October 19, 2021 at 8:02 pm
I believe that the fast forward cursor of SQL Server is a great tool to use if, and only if, multiple actions need to be taken on each record returned.
Opening Pandora's box on this one. I can't remember the last time I used one. Almost all code that needs one can be resolved with a set-based solution, but there are the outliers.
For better, quicker answers, click on the following...
http://www.sqlservercentral.com/articles/Best+Practices/61537/
For better answers on performance questions, click on the following...
http://www.sqlservercentral.com/articles/SQLServerCentral/66909/
October 19, 2021 at 8:19 pm
I indicated that the need for a cursor is rare but you need to be willing to use them. If you need to update 6 tables based on the data in a 7th table, SQL Server does not have a multi-table update statement. How would you do this with 1 set based statement?
October 20, 2021 at 4:26 am
I would not fixate on sticking to one set based statement as I would to transactions. Each loop in a cursor can be thought of as a transaction . Where as I could update multiple tables with parallel transactions from one source (no exclusive lock needed).
Such a use case would be updating multiple test environments to be in sync.
----------------------------------------------------
October 20, 2021 at 9:24 am
@hmbacon: you could either do 6 Updates each joining the base table or - if the select of the base table is slow / difficult - write the ids, that needs to be updated into a #tmp and join the #tmp
When you have to work with 100 mio rows you could do it with a set based statement, which runs 3 hours (bad when it fails for whatever reasons) or break it up into smaller chunks of maybe 500k rows.
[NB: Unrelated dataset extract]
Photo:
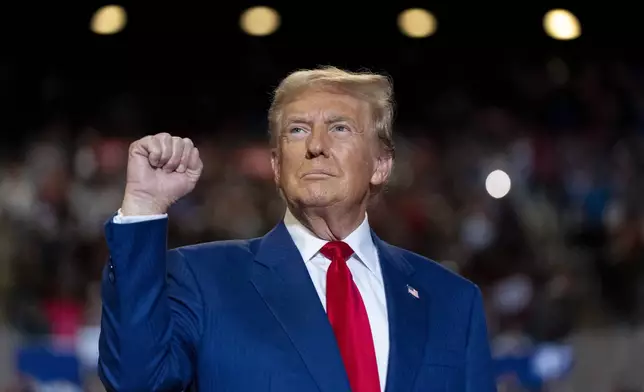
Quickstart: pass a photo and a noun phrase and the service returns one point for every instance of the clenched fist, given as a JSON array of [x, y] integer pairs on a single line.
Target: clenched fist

Of course it would cripple your system when you would write a cursor that perfoms single row actions or with only 10 rows in this case, but the "smoother" running of a good sized cursor vs. a gigantic monolith statement oftens makes it a viable solution.
God is real, unless declared integer.
October 20, 2021 at 10:06 am
Each loop in a cursor can be thought of as a transaction
..Can be thought of? Are you saying that if a loop in a cursor contains multiple actions, and any one of those actions fails, that all of the other actions are rolled back? The following code suggests not:
DROP TABLE IF EXISTS #TranTest;
CREATE TABLE #TranTest
(
n INT NOT NULL
);
INSERT #TranTest
(
n
)
VALUES
(1 )
,(2)
,(3);
DECLARE @n INT;
DECLARE test_cursor CURSOR STATIC FORWARD_ONLY READ_ONLY LOCAL FOR
SELECT tt.n
FROM #TranTest tt;
OPEN test_cursor;
BEGIN TRY
FETCH NEXT FROM test_cursor
INTO @n;
WHILE (@@FETCH_STATUS = 0)
BEGIN
--BEGIN TRAN;
INSERT #TranTest
(
n
)
VALUES
(@n + 10);
IF @n = 2
PRINT 1 / 0;
--COMMIT;
FETCH NEXT FROM test_cursor
INTO @n;
END;
CLOSE test_cursor;
DEALLOCATE test_cursor;
END TRY
BEGIN CATCH
IF XACT_STATE() <> 0
ROLLBACK;
SELECT *
FROM #TranTest tt;
CLOSE test_cursor;
DEALLOCATE test_cursor;
END CATCH;
If you uncomment the BEGIN TRAN and COMMIT rows and run this, the value '12' does not appear in the final result set.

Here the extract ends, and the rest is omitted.